Twenty-two scientists gathered for the Sixth Stony Brook Human Evolution Workshop, “From Fishers to Herders: Holocene Subsistence Intensification in the Turkana Basin,” in East Hampton, New York, October 15-19, 2008.
The workshop examined several changes in human lifeways around Lake Turkana during the past 20,000 years. The Turkana Basin may have been a refuge during an extremely arid period 20,000-10,000 years ago. When the climate became moist c. 9000 years ago, Turkana became a mega-lake; nearby people exploited lush grasslands, and used bone harpoons to fish and hunt aquatic animals. Abundant resources allowed them to have nearly sedentary lives. As the environmental conditions became drier over the next 5000 years, livelihoods changed, and herding was eventually adopted in the area by c. 4000 years ago. Soon after, people around Turkana began building special-use sites with stone pillars and circular platforms. These may have had ceremonial or archaeo-astronomical functions.
This general sequence of change has been known since the pioneering archaeological research in Turkana during the 1960s and 1970s. However, the exact causes of these changes in diet, economy, and social structure are still not well understood. Currently, we do not have enough data to say whether they were directly linked to changes in environment, and whether they occurred due to local inventions or technology adopted from neighboring regions.

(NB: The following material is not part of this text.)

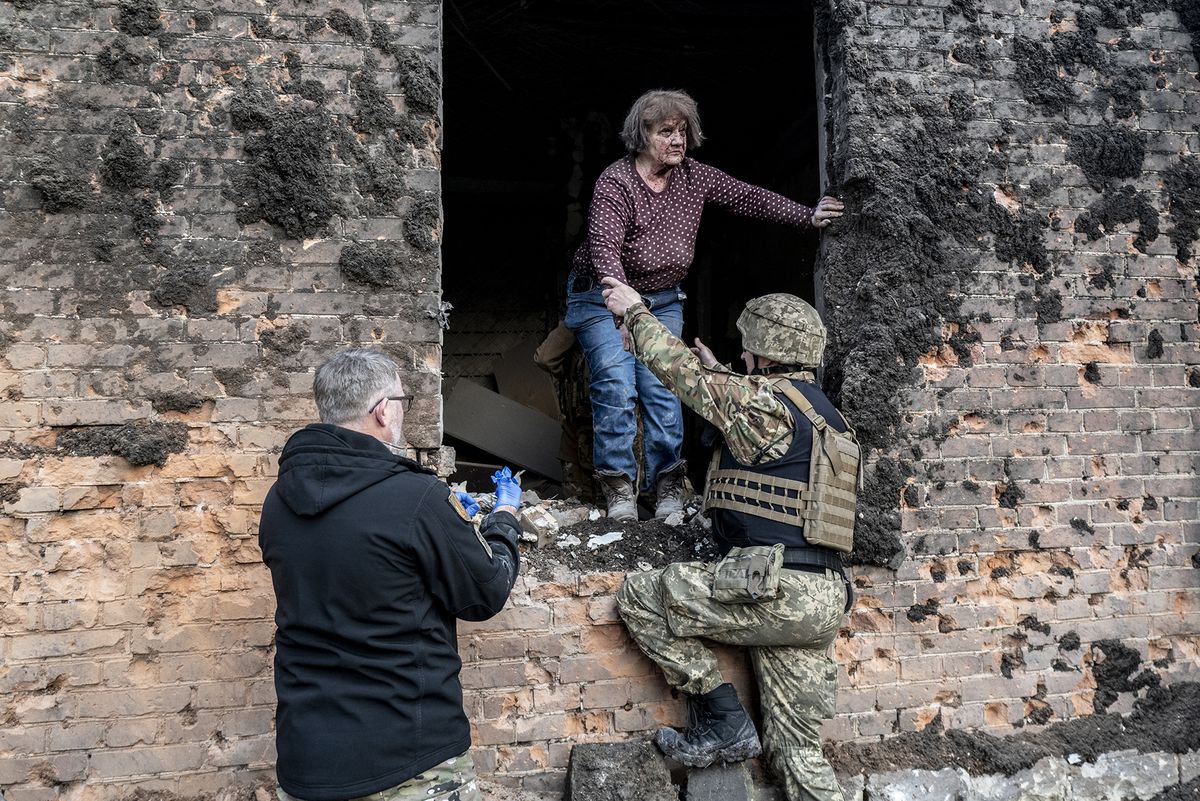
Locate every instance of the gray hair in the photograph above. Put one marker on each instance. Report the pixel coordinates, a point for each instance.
(348, 383)
(654, 107)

The Fishers to Herders workshop explored several important themes:
- using new dating methods to build a better chronology for the region;
- comparing different early fishing sites to understand contemporaneous variation;
- determining whether local people adopted herding, or whether pastoralists moved into the area from Sudan; and
- exploring evidence for elaborate social networks among prehistoric people around the lake.
These discussions focused on evaluating existing data sets, and developing strategies for future collaborative research in Turkana:
A major workshop objective was to bring together senior scholars who pioneered Turkana archaeology during the 1960s and 1970s with younger researchers bringing new methods and theoretical approaches to the area. Scientists working in adjacent regions offered perspectives on the relations between human behavioral changes in Turkana and other parts of Africa.
In addition to 3.5 days of intensive discussion, the workshop featured excursions to East Hampton’s Walking Dunes, and tours of local historic sites. A wine tasting, led by Louisa Hargrave, featured several noteworthy Long Island vintages crafted by PaumanokVineyards.
The workshop was funded by the Wenner-Gren Foundation for Anthropological Research and the Turkana Basin Institute. East Hampton philanthropist Michael Braverman made his home available for daytime scientific discussions; he and several other local donors (John de Cuevas, Lys Marigold, Edwina Von Gal, the Hayground School, the Peconic Land Trust and the Watermill Center) housed the visiting scholars and hosted evening events for the scientists and members of the East Hampton community.